Music Box Italia
- Country: Italy

Programming
- Language(s): Italian
- Picture format: 4:3 SDTV

Ownership
- Owner: Giglio Group Entertainment
- Sister channels: Live!

History
- Launched: 2003; 22 years ago
- Closed: 31 December 2013; 11 years ago

Links
- Website: http://www.musicbox.it/

Availability

Terrestrial
- Digital: No longer available

= Music Box Italia =

Music Box was an Italian music television channel, carried in Italy on SKY Italia.

==History==
Launched in 2003 as a free-to-air channel on the Hot Bird satellite and broadcast in the TIMB 2 mux, Music Box has been part of Sky Italia's pay-TV channels since April 1, 2007, positioning itself on channel 717 of the Sky Box, moving on to the number 703.

Sara Caruso, Guenda Goria, Gianni Sodano and Andrea C Ravallese were chosen as the first correspondents of Music Box directly by the audience through auditions held in Rome, Naples and Milan. Each with their own original style, spontaneity, curiosity and freshness of their age, the four chosen had the task of telling the reality seen by a twenty-year-old.

On October 5, 2005, Music Box organized and transmitted a mega-concert in collaboration with the Ministry of Health. The event was called "The Rhythm of Life". To lead it: Francesco Facchinetti, the former Miss Italy Manila Nazzaro and Andrea C Ravallese.

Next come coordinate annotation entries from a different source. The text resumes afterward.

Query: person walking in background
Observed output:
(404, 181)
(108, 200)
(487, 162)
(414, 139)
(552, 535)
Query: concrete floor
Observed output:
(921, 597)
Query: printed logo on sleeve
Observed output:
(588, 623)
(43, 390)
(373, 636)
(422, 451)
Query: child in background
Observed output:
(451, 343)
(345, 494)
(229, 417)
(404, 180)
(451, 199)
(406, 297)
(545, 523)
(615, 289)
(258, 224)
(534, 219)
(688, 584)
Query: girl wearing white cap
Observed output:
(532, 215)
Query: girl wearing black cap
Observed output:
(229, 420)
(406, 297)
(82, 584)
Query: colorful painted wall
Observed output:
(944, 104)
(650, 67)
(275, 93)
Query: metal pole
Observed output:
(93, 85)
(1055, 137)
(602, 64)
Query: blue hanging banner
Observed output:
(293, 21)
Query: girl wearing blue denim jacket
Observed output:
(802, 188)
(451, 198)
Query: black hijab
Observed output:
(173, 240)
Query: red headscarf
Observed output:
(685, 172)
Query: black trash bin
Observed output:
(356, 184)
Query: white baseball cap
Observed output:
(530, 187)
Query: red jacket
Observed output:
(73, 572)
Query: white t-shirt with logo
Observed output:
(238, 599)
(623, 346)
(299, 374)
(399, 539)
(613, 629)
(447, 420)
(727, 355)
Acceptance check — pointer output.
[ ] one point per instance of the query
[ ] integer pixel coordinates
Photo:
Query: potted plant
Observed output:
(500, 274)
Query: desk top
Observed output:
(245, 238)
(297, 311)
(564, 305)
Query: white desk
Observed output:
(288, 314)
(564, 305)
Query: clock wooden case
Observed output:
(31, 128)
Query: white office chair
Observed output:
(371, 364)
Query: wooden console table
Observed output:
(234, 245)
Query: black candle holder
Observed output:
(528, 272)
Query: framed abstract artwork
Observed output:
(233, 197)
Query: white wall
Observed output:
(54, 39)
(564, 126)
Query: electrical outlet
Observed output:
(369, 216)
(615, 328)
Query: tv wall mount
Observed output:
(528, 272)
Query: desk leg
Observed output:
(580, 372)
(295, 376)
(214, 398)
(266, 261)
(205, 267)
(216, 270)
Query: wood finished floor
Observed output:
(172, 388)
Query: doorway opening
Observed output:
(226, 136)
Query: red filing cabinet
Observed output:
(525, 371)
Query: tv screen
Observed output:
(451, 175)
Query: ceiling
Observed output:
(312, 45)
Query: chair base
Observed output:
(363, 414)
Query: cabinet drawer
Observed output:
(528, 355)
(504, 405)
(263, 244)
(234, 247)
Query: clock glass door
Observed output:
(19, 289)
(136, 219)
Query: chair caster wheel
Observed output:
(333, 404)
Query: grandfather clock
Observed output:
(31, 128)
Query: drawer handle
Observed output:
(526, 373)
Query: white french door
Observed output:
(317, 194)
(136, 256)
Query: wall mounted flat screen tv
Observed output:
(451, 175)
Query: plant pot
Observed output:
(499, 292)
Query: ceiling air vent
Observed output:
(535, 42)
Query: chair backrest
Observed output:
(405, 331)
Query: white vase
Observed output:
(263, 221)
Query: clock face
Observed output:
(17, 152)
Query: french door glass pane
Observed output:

It was also visible on Alitalia's planes in the medium and long range and in hundreds of meeting places that spontaneously choose it as a background music video entertainment.

Music Box Italia was characterized by having the musical schedule entirely chosen by users through a special messaging service or through the website of the broadcaster. 5 seconds before the end of each video clip, the Music Box software counted all the requests received and aired the video with the highest number of votes. A tracklist of preferences also appeared on the TV screen at the same time.

The broadcaster also created a Facebook application to allow its viewers to vote for video clips, send messages, see their photos and status on live TV.

On 31 December 2013, the channel stopped broadcasting via the Sky platform.